Who Wants To Be An MBA Billionaire? Here’s The Schools With The Most Super-Rich Alums

Harvard Business School has produced the most MBA billionaires in the world

For years, one of the most popular game shows ever was Who Wants to Be a Millionaire? The long-running show, which also led to the entertaining movie Slumdog Millionaire, captured the imagination of millions ever since it aired in syndication in the early 2000s.

But let’s face it, a million isn’t what it used to be, and for most graduates of the top MBA programs, it is mere chump change. If you want to really get serious about net worth, you need to look at billionaires–not millionaires.

So which of the world’s business schools produce the most billionaire MBAs? Predictably, Harvard Business School sits comfortably on the top of the wealth creation game. With an estimated 64 billionaire alumni, Harvard’s MBA program has produced nearly three times more billionaire graduates than that of Stanford University, according to a tally by Wealth-X back in 2014. Among the Harvard MBAs in the billionaire club is none other than Michael Bloomberg, who earned his MBA from HBS in 1966 and is currently worth an estimated $48 billion.

U.S. BUSINESS SCHOOLS DOMINATE THE LIST MOST BILLIONAIRE MBA ALUMS

Stanford could lay claim to 23 super-rich MBA grads, followed by Columbia Business School (14), Wharton (12), Chicago Booth (10). American business schools dominate the list, taking seven of the top 10 spots. Only three institutions are based outside the United States: INSEAD in France, International Institute for Management Development in Switzerland, and London Business School in the United Kingdom. The first non-U.S. business school, INSEAD, to make the list comes in at sixth place with nine billionaries (see table below).

It’s notable that schools known for having strong reputations in finance tend to dominate the top ten because, despite the emergence of technology in the last quarter of a century, more billionaires earned their wealth in finance than any other field. The fact that four of the top ten schools are in the northeast reflects the strong showing of New York as the epicenter of wealth. New York remained the dominant billionaire city, with a solid rise in its billionaire population in 2019. There was a net increase of eight billionaires in 2019, lifting the total to 113 individuals,

Wealth-X, an ultra-high net worth intelligence and prospecting firm, tracks the rich on an annual basis, creating a census of the world’s billionaires. While the organization has not updated its MBA list, you can expect all the numbers to have gone up and the top ten business schools to have remained the top ten. In the latest net worth census published in 2020, the number of billionaires in the world rose by 8.5% to 2,825 individuals, while their combined wealth was boosted by 10.3% to total $9.4 trillion.
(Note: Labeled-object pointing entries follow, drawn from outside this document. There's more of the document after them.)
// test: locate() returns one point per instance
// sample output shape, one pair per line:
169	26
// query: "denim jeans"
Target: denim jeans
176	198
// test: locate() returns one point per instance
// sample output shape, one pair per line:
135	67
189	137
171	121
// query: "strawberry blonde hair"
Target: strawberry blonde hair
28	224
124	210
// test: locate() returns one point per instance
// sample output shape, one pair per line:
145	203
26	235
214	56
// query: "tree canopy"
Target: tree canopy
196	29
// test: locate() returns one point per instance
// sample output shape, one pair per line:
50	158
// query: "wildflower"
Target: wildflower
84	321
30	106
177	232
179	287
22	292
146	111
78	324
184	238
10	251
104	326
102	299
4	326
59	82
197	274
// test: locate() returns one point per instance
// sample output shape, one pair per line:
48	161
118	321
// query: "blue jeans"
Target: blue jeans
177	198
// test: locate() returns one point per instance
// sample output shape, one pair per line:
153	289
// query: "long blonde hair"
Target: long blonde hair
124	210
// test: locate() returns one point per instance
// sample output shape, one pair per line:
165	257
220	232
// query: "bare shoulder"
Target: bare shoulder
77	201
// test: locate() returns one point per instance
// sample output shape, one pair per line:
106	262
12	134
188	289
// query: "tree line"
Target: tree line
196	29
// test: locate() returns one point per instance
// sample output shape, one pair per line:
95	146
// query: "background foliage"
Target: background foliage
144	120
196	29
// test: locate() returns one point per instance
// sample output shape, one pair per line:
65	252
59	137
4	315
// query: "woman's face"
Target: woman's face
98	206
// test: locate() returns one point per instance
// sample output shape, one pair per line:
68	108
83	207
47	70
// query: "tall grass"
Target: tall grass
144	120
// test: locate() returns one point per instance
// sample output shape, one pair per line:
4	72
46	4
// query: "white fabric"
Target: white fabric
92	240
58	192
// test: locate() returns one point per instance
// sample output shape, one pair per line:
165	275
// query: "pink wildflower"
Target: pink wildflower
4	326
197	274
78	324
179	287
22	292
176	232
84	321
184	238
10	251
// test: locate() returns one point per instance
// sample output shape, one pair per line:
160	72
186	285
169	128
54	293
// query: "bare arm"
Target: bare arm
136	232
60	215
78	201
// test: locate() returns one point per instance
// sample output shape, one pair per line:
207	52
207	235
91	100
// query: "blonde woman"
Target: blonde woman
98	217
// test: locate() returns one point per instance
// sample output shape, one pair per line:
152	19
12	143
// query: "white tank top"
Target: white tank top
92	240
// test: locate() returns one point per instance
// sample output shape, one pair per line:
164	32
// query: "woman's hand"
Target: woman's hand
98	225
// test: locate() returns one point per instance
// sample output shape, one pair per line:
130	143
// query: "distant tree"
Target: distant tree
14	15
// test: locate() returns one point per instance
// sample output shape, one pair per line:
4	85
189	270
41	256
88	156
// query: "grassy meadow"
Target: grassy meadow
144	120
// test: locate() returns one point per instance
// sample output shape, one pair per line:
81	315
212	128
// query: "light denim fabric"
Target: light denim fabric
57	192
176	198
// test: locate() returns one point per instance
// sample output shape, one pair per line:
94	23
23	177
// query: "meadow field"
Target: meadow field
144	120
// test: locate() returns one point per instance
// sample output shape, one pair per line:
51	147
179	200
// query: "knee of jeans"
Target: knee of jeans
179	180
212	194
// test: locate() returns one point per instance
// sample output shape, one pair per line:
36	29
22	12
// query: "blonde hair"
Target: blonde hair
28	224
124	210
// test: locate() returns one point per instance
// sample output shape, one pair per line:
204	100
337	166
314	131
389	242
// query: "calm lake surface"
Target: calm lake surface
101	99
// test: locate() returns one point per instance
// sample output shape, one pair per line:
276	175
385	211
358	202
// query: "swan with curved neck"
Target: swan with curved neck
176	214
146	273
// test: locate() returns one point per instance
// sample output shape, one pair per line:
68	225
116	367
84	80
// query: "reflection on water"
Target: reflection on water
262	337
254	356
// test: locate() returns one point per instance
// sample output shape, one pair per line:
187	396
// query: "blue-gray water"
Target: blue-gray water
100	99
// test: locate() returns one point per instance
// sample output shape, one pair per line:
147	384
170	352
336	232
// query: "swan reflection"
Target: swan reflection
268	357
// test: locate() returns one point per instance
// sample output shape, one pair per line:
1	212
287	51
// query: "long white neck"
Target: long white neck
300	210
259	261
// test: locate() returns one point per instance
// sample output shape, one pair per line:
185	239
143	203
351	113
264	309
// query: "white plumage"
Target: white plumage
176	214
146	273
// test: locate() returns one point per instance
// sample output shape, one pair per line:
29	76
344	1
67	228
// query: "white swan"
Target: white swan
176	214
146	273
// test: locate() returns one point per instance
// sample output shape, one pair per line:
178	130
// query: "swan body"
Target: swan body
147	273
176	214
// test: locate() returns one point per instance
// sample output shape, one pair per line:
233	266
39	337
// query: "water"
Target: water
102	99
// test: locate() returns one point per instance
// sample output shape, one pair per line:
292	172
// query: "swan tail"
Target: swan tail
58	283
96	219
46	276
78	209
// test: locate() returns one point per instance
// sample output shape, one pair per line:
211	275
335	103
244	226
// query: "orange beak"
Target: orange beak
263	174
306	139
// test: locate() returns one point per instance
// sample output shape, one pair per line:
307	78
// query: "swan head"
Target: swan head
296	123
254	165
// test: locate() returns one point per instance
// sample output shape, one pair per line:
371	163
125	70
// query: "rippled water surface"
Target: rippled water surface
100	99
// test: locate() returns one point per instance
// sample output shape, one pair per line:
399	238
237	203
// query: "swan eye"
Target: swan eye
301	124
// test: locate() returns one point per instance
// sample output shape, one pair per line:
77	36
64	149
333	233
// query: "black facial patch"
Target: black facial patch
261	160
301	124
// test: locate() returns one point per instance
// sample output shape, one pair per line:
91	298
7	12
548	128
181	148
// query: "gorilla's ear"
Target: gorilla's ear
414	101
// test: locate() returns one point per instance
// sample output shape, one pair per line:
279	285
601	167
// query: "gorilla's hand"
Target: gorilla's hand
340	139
ONE IN FIVE OF THE WORLD’S BILLIONAIRES HAVE AN MBA DEGREE

Roughly 21% of the world’s billionaires who have pursued tertiary-level education have an MBA, according to Wealth-X. Nearly half of these individuals obtained their MBAs from the 10 institutions that make the list. Some of their names are well-known. Consider Philip Knight, the founder and chairman of Nike, Inc., who earned his MBA from Stanford in 1962. His estimated net worth in 2020 is roughly $29.5 billion, according to Forbes. That makes his very generous gift to his MBA alma mater of $105 million in 2006 seem puny.

The same cannot be said of David Booth who ponied up the largest single gift to a business school ever, a $300 million naming gift to the University of Chicago’s business school in 2008. He co-founded Dimensional Fund Advisors in 1981, ten years after graduating with his MBA from Chicago in 1971, applying academic theory to real-world investing. His current net worth is just $1.8 billion.